By Christopher Hodge
Gazette Staff

Toronto may have proven unsuitable for the 2008 Summer Olympics bid, but Vancouver may still have a chance to win the 2010 Winter Olympics.

"Vancouver has a good shot at it," said David Leighton, the former president of the 1988 Calgary Olympic Games Organizing Committee.

Leighton was at Western on Friday as a special guest speaker for the 13th annual J. Howard Crocker Olympic Studies Lecture. Leighton focused on the commercialization of amateur sports.

"Saddest of all is the needs of the athletes have been overlooked in favour of the needs of the corporations," he said.

Leighton said it is imperative that future organizers of the Olympic Games are made aware of the changing atmosphere surrounding amateur sports. He cited the 1984 Los Angeles Olympic Games as one of the turning points in Games history, noting that, prior to these Games, organizers were not concerned with licensing deals.

According to Leighton, L.A. was the first city to capitalize on the idea, selling the television rights to their Games for an estimated $225 million. Eight years prior, the Lake Placid Olympic Organizing Committee sold the television rights for a mere $15.5 million, he said. In 1988, Leighton was able to negotiate a $309 million deal with the American Broadcasting Company.

"The Olympics changed from a sporting competition seen by a few, to an event seen by millions," Leighton said.

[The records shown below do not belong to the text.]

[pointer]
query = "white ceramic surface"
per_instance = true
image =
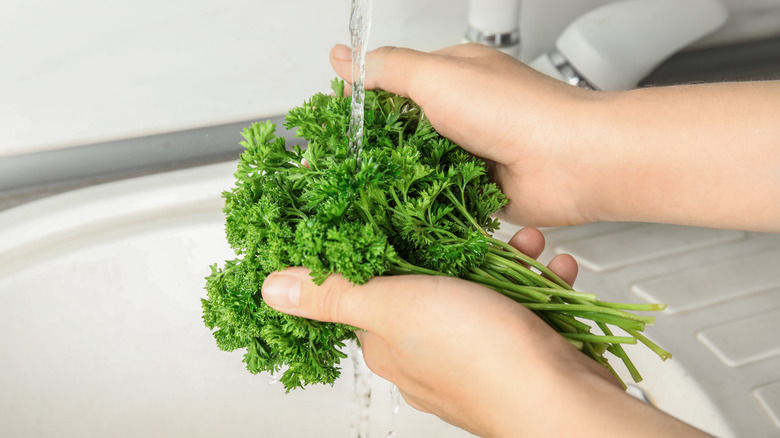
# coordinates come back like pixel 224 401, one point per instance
pixel 101 331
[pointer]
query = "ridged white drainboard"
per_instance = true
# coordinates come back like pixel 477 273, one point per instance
pixel 101 331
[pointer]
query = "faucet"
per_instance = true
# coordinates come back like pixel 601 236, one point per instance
pixel 611 47
pixel 616 45
pixel 495 23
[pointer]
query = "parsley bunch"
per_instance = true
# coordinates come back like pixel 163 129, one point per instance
pixel 414 203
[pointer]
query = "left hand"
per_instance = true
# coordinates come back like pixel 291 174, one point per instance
pixel 454 348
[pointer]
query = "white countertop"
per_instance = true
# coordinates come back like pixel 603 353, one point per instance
pixel 85 71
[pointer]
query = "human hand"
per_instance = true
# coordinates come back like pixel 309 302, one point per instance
pixel 700 154
pixel 497 108
pixel 461 351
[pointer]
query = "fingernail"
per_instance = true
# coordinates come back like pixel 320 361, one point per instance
pixel 282 290
pixel 342 52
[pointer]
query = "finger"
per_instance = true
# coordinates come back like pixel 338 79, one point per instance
pixel 529 241
pixel 389 68
pixel 376 354
pixel 565 266
pixel 368 306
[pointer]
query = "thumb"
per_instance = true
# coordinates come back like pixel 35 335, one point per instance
pixel 292 291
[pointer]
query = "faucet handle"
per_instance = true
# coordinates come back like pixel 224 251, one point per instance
pixel 615 46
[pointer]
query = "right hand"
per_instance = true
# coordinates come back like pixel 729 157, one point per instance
pixel 498 109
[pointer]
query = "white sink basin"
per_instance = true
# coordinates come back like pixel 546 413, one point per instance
pixel 101 331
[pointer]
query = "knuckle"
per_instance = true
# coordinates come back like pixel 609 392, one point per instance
pixel 330 301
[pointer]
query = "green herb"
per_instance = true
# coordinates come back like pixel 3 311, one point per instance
pixel 417 204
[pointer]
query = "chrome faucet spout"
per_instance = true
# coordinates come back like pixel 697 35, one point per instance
pixel 495 23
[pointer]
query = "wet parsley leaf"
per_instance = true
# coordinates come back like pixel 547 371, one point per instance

Leighton also noted the importance of assuring that the committee charged with organizing such a massive event is up to the task, adding he felt the inexperience of the organizers of the 1988 Calgary Games was a minor shortcoming during an otherwise successful event.

"One of the mistakes I made was allowing five vice-presidents [to] be appointed from the local community," he said.

Kevin Wamsley, chair of the Memorial Lecture Committee International Centre for Olympic Studies, said he was honoured to offer Western students a unique opportunity to learn more about the enormous undertaking behind the Olympic Games.

Christian Obonsawin, a first-year PhD candidate in the faculty of sports history, said she agreed with Leighton. "I think future Olympic organizing committees will need to be conscious of the effects of commercialization."